We went to Koh Samui for an island holiday afterwards. After all those conversations with David and Diyan about the cultural possibilities of SE Asia, I chose the beach. Needed the beach. And did not much for days but lie on the beach, swim, eat rambutan and mangosteen, and stare at the sky! And try not to get too dragged down by the infrastructural horrors of contemporary western tourism. On the last day we went kayaking and snorkelling in An Thong National Park. We were delayed somewhat by a rather spectacular fire caused when a truck careened into the local 7-11.
Later this week, I’m off to Toronto, where Little Pear Garden is working on a dance/opera production of Salt Fish Girl.
July 20th, 2008
Enjoyed listening to Michael Franti tonight, while sitting on the beach outside the Vancouver Folk Festival. I was too late/disorganized/cheap to buy a ticket, but it was nice to watch the water and listen to songs about peace, love and revolution. Sometimes I do wish the 60s back.
There’s a mother spider nursing two huge eggs outside my office window. I wonder if they will eat her when they hatch, like the baby spiders Rachel remembers in Bladerunner.
Gearing up for The International Symposium on Electronic Arts in Singapore.
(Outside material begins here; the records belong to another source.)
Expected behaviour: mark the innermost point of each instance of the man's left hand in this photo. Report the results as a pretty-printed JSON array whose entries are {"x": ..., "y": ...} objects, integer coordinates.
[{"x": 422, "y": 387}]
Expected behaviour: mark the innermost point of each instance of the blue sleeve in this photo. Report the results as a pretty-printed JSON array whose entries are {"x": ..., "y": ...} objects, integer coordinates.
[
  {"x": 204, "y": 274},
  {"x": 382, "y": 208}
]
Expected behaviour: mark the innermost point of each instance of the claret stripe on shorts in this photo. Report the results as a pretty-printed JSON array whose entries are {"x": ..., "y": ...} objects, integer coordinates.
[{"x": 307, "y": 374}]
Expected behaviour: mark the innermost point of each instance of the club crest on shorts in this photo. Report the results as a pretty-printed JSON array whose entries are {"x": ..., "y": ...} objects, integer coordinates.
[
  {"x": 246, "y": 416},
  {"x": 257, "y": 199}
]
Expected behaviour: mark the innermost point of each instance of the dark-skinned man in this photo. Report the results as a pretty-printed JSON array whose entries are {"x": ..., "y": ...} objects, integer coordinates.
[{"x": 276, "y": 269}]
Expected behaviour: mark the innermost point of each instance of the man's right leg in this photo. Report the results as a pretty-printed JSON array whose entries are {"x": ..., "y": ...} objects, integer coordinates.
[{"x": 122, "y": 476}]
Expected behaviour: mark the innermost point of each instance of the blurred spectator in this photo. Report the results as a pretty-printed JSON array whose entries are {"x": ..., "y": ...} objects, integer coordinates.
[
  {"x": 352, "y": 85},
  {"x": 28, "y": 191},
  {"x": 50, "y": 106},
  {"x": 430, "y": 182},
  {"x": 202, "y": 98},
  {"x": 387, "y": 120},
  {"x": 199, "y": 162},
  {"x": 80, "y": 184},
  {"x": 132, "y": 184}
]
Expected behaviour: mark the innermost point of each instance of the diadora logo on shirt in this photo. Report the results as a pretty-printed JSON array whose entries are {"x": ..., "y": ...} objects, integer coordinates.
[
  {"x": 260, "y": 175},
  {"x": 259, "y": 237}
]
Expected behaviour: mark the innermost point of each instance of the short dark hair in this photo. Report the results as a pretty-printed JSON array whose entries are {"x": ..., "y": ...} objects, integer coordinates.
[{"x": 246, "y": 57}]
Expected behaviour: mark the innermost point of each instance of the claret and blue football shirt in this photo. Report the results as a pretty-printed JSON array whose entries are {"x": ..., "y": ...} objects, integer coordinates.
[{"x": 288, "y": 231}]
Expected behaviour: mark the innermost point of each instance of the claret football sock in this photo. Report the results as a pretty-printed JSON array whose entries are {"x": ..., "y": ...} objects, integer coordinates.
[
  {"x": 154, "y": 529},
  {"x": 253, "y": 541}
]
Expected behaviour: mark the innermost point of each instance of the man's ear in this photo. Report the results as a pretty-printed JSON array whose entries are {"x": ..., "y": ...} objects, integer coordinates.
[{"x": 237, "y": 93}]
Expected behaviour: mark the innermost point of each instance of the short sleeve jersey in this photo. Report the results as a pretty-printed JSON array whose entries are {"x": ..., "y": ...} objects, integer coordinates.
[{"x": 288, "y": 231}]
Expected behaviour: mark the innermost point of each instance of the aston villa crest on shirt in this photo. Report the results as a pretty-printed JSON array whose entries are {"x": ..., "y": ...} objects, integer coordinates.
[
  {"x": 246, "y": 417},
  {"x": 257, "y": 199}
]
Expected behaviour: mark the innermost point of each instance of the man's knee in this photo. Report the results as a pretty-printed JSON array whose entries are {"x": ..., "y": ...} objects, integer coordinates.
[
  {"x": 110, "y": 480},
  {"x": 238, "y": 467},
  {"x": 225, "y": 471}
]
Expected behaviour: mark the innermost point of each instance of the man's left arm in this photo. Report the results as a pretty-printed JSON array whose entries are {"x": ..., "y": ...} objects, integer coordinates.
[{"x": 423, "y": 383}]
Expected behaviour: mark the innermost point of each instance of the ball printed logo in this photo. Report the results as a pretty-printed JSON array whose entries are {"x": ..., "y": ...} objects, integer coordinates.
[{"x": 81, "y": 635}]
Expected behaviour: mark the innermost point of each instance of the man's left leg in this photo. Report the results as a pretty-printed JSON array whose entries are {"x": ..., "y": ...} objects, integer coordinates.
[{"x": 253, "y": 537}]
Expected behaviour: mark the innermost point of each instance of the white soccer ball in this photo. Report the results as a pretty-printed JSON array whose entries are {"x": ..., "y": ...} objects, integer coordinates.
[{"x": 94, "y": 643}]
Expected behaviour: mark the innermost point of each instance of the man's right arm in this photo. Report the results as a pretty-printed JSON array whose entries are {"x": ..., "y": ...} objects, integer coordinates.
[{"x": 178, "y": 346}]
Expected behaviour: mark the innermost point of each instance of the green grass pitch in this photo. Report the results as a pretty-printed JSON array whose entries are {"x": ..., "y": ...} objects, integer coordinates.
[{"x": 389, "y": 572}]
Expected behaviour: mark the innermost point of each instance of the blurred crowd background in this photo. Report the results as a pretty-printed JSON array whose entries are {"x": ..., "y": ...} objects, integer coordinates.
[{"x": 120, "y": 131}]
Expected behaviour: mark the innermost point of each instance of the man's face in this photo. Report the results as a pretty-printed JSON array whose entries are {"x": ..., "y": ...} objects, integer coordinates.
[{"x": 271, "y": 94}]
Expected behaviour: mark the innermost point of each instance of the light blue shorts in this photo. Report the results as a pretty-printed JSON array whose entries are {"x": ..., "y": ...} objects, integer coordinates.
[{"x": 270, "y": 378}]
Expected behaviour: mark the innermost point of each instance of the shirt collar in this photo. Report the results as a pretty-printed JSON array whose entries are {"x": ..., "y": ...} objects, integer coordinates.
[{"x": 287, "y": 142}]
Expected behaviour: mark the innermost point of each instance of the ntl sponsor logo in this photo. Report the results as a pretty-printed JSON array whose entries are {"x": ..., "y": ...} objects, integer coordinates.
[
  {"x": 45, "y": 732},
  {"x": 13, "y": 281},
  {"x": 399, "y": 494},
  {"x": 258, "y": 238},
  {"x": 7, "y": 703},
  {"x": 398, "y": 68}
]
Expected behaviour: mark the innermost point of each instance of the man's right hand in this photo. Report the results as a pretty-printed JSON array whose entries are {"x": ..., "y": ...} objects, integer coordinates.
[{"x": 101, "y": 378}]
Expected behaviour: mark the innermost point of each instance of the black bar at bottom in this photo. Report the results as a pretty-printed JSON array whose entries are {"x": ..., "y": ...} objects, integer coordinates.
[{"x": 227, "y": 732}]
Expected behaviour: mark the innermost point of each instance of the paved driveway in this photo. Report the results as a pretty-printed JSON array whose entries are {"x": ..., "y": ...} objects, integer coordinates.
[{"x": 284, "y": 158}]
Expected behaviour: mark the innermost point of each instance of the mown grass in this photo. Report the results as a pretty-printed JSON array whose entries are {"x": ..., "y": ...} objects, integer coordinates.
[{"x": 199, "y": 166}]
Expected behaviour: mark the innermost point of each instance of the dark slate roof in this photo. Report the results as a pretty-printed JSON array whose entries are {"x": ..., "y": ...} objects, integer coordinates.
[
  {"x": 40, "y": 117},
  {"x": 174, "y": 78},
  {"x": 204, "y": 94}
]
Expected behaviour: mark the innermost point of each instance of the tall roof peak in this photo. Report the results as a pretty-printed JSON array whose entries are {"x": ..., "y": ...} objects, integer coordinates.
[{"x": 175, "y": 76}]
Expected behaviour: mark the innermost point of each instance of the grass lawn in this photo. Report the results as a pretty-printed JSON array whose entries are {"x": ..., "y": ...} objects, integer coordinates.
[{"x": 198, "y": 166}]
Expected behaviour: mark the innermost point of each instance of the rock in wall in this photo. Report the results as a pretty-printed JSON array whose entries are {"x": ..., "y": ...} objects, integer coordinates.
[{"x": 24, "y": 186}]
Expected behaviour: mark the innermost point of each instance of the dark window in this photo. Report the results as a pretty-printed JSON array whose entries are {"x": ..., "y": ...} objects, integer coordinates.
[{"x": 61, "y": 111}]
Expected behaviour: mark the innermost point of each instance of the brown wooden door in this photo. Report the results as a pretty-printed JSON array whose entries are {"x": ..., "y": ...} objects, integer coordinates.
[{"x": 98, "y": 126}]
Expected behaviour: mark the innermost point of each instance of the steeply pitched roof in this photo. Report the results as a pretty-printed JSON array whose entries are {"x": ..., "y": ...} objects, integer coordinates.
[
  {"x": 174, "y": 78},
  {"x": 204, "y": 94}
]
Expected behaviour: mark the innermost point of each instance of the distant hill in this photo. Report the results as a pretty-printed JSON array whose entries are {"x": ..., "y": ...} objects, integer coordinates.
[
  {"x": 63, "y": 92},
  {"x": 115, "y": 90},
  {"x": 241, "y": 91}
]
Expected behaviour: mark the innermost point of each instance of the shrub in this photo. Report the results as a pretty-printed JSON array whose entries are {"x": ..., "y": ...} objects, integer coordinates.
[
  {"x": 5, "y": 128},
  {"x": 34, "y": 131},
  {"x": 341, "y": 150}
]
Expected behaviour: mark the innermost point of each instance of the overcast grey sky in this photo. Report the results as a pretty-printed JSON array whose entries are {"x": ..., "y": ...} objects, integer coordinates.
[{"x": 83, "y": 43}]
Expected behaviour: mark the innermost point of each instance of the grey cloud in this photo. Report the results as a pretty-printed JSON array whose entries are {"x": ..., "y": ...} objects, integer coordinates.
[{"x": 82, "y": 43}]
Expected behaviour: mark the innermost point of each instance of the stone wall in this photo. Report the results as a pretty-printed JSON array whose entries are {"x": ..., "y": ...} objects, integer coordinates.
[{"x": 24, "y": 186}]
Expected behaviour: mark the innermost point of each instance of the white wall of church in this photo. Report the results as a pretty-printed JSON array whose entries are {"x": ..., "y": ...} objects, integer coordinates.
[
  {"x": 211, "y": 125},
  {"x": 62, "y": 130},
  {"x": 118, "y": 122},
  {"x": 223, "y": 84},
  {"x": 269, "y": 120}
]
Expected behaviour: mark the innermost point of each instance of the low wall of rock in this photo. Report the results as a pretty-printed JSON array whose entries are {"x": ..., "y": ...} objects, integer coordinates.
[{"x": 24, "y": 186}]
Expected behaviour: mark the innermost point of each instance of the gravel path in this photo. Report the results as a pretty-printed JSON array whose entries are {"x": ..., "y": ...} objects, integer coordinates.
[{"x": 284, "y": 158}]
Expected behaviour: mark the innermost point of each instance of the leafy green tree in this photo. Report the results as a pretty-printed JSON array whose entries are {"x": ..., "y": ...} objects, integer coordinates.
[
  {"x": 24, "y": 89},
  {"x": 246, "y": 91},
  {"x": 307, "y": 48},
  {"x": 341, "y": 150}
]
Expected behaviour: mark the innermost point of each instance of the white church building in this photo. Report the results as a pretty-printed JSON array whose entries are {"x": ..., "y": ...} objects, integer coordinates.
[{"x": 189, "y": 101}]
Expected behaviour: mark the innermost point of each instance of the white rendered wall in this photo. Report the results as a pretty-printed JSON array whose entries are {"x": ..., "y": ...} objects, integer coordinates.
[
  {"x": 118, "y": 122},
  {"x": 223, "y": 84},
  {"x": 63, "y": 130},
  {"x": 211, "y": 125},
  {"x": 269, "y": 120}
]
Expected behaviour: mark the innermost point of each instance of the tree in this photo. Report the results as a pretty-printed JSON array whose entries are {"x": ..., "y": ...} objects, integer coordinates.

I fly across the Pacific Pond later this week. In August, off to Toronto to play consultant during the workshop of a Salt Fish Girl opera!
June 13th, 2008
After all these years of trying to teach myself to complicate and nuance, I’m in a position of really learning to clarify and simplify for the purposes of first year teaching. One of the things I want my students to learn is that language is not transparent. But how do you teach that without exercising the assumption of transparent language?
I’m mulling form these days, after having witnessed Mark Nowak’s extraordinary poetry work with American and South African Autoworkers, and Walter Lew’s movie-telling exercises with his students. Both are about a kind of subversion and both have a kind of beauty, or strength, though not in the sense that I expect any of my own students to get. (Why don’t I? May they would get it.) Or my own performance/paper at Tracing the Lines, with Rita, in which had seven others help us perform a piece that engaged various kinds of texts functioning at various levels of consciousness about their textuality, and at the same time attempting to do work that is social and political. I’m not sure that it “worked” or that it was “strong” but it drew people together in a way that seemed to me to be step in the right direction—away from authority, towards community and recognitions of kinship in difference (between natives and settlers, between humans and the elements).
If I had my way, everyone who came out of my classes, or for that matter, any one with the good fortune of a Western education would write, read and share poetry. Its quality wouldn’t matter nearly as much as the engagement with text and with other readers and writers. What could an education be that wasn’t about producing elites? What would its poetry sound like?
Thanks, Myron, for the quality banner!